La Convention presque entière était en missions ou dans les Comités. Il n’y avait que deux cents membres aux séances publiques. Les Jacobins étaient peu nombreux et comme retombés depuis le départ des fédérés. Robespierre, depuis son attaque inconsidérée contre les dantonistes, s’était retiré dans une position expectante, qui le dispensait d’initiative, la présidence de la Convention et des Jacobins. Ses votes, dans le mois d’août, sont tous négatifs. Le 1er, à la proposisition d’ériger le Comité en gouvernement, il dit : Non. Fera-t-on une enquête de la population électotorale ? Non (11 août). Les fédérés auront-ils des pouvoirs illimités ? Non (14 août). Même réponse négative pour la levée en masse, proposée aux Jacobins mêmes, pour le renouvellement du ministère (23). Il n’est positif que sur deux points, la poursuite des généraux, des journalistes coupables, et l’accélération du tribunal révolutionnaire.

Cela alla ainsi jusqu’à la mort de Custine (27 août). Les tribunes des Jacobins étaient infiniment bruyantes. Royalistes, anarchistes, une foule suspecte s’entendait pour troubler les séances. Les Jacobins, peu nombreux, s’alarmèrent, et, par une mesure qui marquait toutes leurs craintes, ils fermèrent leurs tribunes au peuple, à tout homme non jacobin.

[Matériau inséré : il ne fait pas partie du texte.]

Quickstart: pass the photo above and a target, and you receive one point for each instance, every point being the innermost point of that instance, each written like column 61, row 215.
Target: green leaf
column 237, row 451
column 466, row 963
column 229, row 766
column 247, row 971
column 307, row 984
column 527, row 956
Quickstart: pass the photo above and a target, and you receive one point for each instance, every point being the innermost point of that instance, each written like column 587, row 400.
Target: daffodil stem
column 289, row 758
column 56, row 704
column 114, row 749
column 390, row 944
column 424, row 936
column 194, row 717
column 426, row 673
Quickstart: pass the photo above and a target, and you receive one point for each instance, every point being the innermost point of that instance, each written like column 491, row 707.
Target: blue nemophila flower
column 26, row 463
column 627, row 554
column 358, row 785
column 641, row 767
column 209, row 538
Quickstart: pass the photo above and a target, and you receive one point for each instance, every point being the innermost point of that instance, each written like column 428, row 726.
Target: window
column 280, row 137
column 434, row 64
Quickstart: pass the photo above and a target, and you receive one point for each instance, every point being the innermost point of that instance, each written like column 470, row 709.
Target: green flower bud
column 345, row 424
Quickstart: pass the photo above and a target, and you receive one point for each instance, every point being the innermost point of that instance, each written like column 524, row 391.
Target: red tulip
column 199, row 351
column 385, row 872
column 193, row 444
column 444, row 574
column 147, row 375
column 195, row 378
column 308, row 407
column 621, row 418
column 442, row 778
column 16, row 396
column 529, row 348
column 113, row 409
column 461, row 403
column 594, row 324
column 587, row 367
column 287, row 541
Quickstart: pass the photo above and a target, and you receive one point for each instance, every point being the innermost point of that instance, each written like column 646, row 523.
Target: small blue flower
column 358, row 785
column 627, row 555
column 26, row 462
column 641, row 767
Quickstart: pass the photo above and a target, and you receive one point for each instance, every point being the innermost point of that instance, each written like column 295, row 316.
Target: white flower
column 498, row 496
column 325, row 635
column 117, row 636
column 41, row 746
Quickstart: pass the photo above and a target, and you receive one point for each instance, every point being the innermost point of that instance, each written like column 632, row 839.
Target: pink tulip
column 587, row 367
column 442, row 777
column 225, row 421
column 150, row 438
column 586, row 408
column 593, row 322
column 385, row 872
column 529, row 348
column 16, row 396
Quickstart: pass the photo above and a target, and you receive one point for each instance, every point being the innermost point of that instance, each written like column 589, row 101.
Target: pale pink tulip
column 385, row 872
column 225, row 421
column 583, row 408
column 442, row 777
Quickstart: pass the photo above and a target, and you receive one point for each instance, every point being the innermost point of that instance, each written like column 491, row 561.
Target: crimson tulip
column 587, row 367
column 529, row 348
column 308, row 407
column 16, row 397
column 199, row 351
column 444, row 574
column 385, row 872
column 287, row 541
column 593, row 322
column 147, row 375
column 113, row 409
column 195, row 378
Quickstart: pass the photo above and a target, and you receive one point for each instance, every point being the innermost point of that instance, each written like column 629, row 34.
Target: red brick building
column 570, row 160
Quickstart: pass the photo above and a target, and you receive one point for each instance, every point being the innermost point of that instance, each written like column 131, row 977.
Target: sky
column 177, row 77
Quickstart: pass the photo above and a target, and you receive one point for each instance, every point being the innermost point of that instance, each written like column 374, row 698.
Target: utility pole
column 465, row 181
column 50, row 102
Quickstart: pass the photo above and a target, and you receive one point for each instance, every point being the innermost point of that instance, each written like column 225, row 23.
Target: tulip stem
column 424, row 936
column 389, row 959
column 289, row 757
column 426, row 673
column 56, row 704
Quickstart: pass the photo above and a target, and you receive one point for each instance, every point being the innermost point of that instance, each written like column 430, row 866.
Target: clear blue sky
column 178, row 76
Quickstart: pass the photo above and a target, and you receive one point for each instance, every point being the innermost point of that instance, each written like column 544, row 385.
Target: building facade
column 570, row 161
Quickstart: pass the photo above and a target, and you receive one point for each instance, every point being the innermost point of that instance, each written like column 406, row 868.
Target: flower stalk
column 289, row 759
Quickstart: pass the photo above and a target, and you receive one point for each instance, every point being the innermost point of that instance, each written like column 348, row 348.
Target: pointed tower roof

Que faisait la Commune ? Elle voyait venir le mouvement et s’en félicitait. Elle était très mécontente du Comité de salut public et comptait profiter du mouvement contre lui. Il avait couronné ses torts envers le ministère de la Guerre et les hébertistes en tranchant le 24 un grand procès : À qui l’on donnerait l’armée de Mayence ! l’honneur de finir la Vendée. Le Comité donna cette aimée à Canclaux, non à Ronsin et Rossignol. Grand crime. Hébert espérait bien que le trouble qui se préparait favoriserait sa vengeance, tuerait le Comité, assurerait aux siens et l’indépendance du ministère de la guerre et la royauté de Paris.

Tout cela enhardissait les royalistes. Nombreux dans les sections, ils en venaient à l’idée de faire un 31 mai et d’étrangler la République au nom de la souveraineté du peuple.

Les subsistances étaient un bon prétexte. Voilà des sections qui, pour traiter des subsistances, veulent envoyer à l’Evêché, comme au 31 mai. Le Comité de salut public, voyant le silence de la Commune, s’alarme et croit tout étouffer en faisant décider que Paris, comme les places de guerre, « pourra être approvisionné par des réquisitions à main armée ». Il défend la réunion. Les sections s’en moquent ; il n’ose persister et il l’autorise (31 août).

La Commune commençait pourtant à se demander s’il n’était pas possible que l’affaire tournât contre elle, que ces gens réunis à l’Evêché ne fissent une nouvelle Commune. Chaumette voulut calmer sa section (celle du Panthéon) et ne fut pas écouté.

À la section de l’Observatoire, les choses en vinrent au point qu’on proposa de faire arrêter, comme contre-révolutionnaires, Chaumette, le maire et la Commune.

L’âme de cette section du pays latin était un latiniste, le boiteux Lepitre, homme aventureux, d’énergie brutale, d’autant plus remuant qu’il avait peine à remuer. Furieux royaliste sous sa criaillerie jacobine, il avait eu le secret de se fourrer au conseil général pour avoir entrée au Temple. Il était l’homme du Temple et conspirait pour délivrer la reine.

L’étonnante proposition d’arrêter tous les magistrats de Paris, c’est-à-dire de faire plus qu’au 31 mai, choqua quelques sections ; mais ce n’était pas le plus grand nombre. La Commune, à force de laisser faire, d’attendre, était maintenant si bien débordée qu’elle n’osa même pas poursuivre l’auteur de la proposition.